Project Euler 4 The Functional Way

Question

I'm learning Scala (and functional programming). Is there a better way to solve Euler problem 4 than either of these two solutions.

Euler 4

I like this array comprehension solution, but it wastes so much space.

def isPal(n: Int): Boolean = {
  val sN = n + ""
  sN == sN.reverse
}
def euler4Iter: Int = {
  var largestPal = 0
  for (i <- 100 to 1000; j <- i to 1000) {
    if (i * j > largestPal && isPal(i*j)) {
      largestPal = i*j
    }
  }
  largestPal
}
def euler4ArrayCompre: Int = {
  (for(i <- 100 to 1000; j <- i to 1000 if isPal(i*j)) yield i*j).max
}

Answer 1

Inefficiencies

Your iteration is wasteful for several reasons

1. You generate every product of two 3-digit numbers, which will not be reaped until the calculation is finished.
2. You start at the lowest end of a large range, when the desired result is clearly going to be near the top end.
3. You keep iterating after the largest number has been found
4. You are iterating over nearly twice as many results as you need to, because of duplicate products

Just to prove the final point:

scala> (for (i <- 100 to 999; j <- i to 999) yield (i * j)).size
res0: Int = 405450

(for (i <- 100 to 999; j <- i to 999) yield (i * j)).sorted.distinct.size
res1: Int = 227521

for (i <- 100 to 999; j <- i to 999 if i * j == 100000) yield (i, j)
res2: scala.collection.immutable.IndexedSeq[(Int, Int)] = Vector((125,800), (160,625), (200,500), (250,400))

Improvements

The first point can easily be addressed with iterators, since you only need to traverse each range once. As to the others...

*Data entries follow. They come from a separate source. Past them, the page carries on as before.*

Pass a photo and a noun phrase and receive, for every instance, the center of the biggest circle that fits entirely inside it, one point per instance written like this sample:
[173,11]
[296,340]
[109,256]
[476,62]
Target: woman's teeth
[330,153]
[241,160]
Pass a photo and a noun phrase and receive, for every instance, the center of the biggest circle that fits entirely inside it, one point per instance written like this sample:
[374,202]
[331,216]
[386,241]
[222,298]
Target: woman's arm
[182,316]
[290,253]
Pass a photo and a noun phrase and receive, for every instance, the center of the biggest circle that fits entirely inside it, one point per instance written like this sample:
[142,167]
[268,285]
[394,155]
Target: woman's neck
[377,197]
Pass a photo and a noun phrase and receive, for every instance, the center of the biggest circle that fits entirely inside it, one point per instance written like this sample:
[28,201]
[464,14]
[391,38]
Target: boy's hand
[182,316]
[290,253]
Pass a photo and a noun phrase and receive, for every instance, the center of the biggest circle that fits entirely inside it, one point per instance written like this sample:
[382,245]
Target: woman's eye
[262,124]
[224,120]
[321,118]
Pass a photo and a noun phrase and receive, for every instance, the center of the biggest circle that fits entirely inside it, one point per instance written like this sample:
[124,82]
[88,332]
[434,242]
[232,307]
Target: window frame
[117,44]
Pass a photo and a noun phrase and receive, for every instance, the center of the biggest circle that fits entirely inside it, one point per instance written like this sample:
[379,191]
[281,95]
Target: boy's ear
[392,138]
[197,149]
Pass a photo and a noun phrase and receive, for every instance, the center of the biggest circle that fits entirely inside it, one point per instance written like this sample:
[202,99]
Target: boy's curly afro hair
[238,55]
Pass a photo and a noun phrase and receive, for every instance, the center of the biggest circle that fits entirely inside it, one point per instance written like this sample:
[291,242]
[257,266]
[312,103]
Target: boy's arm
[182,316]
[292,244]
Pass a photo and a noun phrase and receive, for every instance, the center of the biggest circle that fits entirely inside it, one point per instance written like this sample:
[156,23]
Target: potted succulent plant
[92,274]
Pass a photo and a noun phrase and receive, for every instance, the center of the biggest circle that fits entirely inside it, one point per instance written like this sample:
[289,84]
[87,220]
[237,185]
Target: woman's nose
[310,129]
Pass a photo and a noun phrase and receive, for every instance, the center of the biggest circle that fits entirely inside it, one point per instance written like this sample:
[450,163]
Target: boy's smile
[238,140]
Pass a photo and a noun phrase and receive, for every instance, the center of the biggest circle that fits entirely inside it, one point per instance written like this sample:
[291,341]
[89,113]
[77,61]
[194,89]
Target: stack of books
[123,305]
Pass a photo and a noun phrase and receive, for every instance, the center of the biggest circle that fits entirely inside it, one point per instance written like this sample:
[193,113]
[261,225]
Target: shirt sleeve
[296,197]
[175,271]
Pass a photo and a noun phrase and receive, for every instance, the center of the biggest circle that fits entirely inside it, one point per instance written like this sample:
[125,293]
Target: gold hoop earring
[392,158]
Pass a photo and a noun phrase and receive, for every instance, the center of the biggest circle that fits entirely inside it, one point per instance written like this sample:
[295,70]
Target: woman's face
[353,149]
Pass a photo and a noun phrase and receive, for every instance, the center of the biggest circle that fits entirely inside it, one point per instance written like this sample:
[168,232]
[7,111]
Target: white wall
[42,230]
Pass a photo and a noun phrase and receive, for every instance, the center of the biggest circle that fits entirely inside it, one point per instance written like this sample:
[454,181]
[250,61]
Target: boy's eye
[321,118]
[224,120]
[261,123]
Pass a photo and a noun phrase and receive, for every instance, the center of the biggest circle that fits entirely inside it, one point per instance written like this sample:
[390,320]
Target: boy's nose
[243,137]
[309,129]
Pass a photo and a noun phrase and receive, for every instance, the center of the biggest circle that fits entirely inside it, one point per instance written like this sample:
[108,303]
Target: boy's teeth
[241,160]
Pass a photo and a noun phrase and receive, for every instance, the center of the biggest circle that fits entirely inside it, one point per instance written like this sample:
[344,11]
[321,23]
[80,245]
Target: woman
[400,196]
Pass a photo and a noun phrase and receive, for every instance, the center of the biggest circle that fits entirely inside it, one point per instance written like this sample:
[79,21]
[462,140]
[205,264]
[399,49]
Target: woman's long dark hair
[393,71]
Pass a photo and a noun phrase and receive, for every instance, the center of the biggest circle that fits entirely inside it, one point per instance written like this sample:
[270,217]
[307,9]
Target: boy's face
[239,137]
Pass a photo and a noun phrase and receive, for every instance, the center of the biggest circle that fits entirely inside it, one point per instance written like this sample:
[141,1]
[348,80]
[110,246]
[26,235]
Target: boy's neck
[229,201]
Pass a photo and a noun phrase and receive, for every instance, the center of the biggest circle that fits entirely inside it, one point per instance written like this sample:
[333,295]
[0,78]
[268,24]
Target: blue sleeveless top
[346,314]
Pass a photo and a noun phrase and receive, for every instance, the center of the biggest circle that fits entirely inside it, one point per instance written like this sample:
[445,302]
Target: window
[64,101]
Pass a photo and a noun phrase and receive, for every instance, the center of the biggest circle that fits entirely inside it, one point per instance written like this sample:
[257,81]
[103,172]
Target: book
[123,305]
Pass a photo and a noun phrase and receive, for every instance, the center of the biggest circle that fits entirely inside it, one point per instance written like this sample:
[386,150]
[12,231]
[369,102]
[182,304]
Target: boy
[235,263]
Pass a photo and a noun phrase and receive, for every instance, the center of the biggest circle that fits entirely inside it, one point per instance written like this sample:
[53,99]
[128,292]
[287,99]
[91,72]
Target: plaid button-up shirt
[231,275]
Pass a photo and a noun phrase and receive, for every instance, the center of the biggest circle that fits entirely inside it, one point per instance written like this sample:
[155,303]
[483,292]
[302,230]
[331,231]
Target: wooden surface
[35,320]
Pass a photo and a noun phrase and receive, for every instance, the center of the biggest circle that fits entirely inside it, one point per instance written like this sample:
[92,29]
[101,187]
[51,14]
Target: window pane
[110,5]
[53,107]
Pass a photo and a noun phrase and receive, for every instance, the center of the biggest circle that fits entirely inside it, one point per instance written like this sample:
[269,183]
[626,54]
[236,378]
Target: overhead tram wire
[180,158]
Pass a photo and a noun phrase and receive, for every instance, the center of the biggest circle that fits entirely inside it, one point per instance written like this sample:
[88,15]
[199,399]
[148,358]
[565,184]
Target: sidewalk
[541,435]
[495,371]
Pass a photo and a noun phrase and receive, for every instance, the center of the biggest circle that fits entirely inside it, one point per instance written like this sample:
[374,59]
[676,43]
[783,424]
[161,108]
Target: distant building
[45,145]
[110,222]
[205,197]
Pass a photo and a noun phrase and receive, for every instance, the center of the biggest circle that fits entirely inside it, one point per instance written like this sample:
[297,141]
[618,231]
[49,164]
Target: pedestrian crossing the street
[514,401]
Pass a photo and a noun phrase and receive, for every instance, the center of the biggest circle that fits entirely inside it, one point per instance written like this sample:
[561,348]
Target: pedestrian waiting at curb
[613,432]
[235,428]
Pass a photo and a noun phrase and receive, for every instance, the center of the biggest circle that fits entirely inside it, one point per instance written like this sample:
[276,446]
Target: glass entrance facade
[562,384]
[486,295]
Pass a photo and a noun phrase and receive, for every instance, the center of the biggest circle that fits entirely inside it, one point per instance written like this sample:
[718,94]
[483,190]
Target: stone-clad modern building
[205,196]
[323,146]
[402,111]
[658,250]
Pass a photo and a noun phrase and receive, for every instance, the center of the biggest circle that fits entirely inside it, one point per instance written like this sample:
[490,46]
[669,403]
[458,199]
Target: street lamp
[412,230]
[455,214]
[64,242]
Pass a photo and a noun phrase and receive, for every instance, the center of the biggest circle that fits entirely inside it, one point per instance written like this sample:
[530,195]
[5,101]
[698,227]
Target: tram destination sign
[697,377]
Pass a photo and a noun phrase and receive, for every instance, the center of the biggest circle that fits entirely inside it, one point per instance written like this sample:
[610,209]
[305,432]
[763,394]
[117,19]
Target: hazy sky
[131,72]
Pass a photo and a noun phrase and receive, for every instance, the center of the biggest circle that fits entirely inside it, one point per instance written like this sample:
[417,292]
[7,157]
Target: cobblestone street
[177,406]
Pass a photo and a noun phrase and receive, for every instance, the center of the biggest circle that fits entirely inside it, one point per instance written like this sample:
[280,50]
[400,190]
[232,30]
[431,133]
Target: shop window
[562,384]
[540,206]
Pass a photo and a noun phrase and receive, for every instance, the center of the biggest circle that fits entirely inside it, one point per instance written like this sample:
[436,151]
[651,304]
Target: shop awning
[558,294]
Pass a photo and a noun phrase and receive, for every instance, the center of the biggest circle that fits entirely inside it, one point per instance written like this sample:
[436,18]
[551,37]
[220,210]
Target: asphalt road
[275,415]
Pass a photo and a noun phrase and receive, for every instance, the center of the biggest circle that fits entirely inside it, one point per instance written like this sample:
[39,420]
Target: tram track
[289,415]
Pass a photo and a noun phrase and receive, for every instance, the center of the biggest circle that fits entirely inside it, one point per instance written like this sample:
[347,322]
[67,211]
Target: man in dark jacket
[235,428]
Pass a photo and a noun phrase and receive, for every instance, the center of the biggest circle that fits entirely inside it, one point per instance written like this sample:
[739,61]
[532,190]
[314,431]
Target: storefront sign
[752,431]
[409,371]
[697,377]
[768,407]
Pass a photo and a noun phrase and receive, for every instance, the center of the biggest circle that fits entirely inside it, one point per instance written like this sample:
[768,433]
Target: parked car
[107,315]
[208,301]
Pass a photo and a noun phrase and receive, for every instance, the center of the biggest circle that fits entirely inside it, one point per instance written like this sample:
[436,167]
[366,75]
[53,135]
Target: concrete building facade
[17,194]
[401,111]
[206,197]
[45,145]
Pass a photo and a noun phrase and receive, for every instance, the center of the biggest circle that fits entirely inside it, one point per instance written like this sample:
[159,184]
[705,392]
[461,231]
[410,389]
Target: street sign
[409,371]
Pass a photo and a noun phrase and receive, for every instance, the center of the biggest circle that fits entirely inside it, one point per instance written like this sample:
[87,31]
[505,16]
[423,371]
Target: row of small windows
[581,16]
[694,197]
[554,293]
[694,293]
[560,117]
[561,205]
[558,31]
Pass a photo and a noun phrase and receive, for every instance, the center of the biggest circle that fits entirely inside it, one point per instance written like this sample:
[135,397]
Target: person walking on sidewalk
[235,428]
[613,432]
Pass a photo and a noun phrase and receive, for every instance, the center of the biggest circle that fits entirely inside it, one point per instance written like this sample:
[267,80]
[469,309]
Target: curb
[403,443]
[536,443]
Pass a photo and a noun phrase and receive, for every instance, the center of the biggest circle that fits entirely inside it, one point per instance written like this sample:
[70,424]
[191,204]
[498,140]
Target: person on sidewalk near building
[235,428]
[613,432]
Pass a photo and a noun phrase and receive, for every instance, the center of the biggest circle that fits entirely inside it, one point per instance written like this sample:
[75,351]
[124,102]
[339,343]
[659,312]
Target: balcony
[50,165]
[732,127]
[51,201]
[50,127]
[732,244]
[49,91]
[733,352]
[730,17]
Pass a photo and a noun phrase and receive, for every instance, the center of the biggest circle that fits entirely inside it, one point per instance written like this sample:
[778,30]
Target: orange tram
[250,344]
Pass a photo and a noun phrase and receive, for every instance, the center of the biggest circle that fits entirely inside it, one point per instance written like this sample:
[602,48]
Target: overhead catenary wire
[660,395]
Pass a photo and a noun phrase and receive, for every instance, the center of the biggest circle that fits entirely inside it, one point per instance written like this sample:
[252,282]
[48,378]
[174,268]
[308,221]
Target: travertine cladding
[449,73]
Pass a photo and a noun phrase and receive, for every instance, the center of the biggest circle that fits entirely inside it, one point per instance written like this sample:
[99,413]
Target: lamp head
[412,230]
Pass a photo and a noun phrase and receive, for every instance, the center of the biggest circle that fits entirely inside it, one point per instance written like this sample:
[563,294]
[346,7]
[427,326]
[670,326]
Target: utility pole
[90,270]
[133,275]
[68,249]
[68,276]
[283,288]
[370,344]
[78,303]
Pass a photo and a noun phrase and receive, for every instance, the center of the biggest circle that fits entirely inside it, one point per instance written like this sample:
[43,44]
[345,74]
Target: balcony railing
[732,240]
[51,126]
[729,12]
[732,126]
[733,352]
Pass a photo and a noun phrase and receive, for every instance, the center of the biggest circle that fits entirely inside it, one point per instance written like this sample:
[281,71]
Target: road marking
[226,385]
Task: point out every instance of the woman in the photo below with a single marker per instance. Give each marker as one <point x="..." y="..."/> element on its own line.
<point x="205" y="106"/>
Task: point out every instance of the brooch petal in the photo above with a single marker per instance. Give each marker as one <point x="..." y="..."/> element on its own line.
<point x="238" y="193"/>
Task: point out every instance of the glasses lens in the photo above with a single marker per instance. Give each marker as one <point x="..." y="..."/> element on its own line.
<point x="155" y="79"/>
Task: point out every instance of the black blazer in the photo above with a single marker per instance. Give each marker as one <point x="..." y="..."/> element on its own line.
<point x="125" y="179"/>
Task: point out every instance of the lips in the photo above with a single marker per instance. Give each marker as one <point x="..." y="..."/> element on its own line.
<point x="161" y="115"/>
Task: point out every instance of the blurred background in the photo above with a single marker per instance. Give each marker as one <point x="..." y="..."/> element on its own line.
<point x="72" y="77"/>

You could look for a way to start at the top of the range and work down, in such a way that each iteration tests the next lowest product of two 3-digitnumbers. If you could think of a way to do that recursively, you could safely return as soon as you found a palindromic number. But consider this:

1. There are only 999 6-digit palindromic numbers
2. It is trivial to generate a sequence of them in descending order
3. Testing a decreasing sequence of potential divisors, starting at 999, can be abandoned as soon as palindrome / divisor > 999
4. The search can stop as soon as palindrome % divisor == 0

As long as the target number is near the top of the range (which of course it will be), working backwards like this will involve much fewer operations, which makes this cheaper even with the higher cost of modulo division.

Here's a simple attempt:

def ps = for (i <- Iterator.from(9, -1) take 9;
              j <- Iterator.from(9, -1) take 10;
              k <- Iterator.from(9, -1) take 10;)
              yield (i + 10 * j + 100 * k + 1000 * k + 10000 * j + 100000 * i)

ps find {p =>
  Iterator.from(999, -1) take 900 takeWhile (p / _ < 1000) exists (p % _ == 0)
}

If you are not happy that this only looks at the 6-digit palindromes and worry that the highest palindrome might be in the 5-digit range, laziness means that it is cheap to append 5-digit palindromes to the 6-digit iterator:

// Lazily generate all 999 palindromic 6-digit numbers in reverse order
def ps6 = for ((i <- Iterator.from(9, -1) take 9;
                j <- Iterator.from(9, -1) take 10;
                k <- Iterator.from(9, -1) take 10)
              yield (i + 10 * j + 100 * k + 1000 * k + 10000 * j + 100000 * i)

// Even more lazy generation of the 5-digit palindromes
def ps5 = ps6 map (i => (i / 1000) * 100 + i % 100)

// Put them together.  Iterator ++ is lazy
def ps = (ps6 dropWhile (_ > 999 * 999)) ++ (ps5 takeWhile (_ > 9999))

There are ways to do this without modulo arithmetic and/or even fewer iterations. While my simple solution addresses the first 3 inefficiencies I listed, it is iterating rather more than is needed (mitigated significantly by working down from the top). Maybe you can improve on this from here.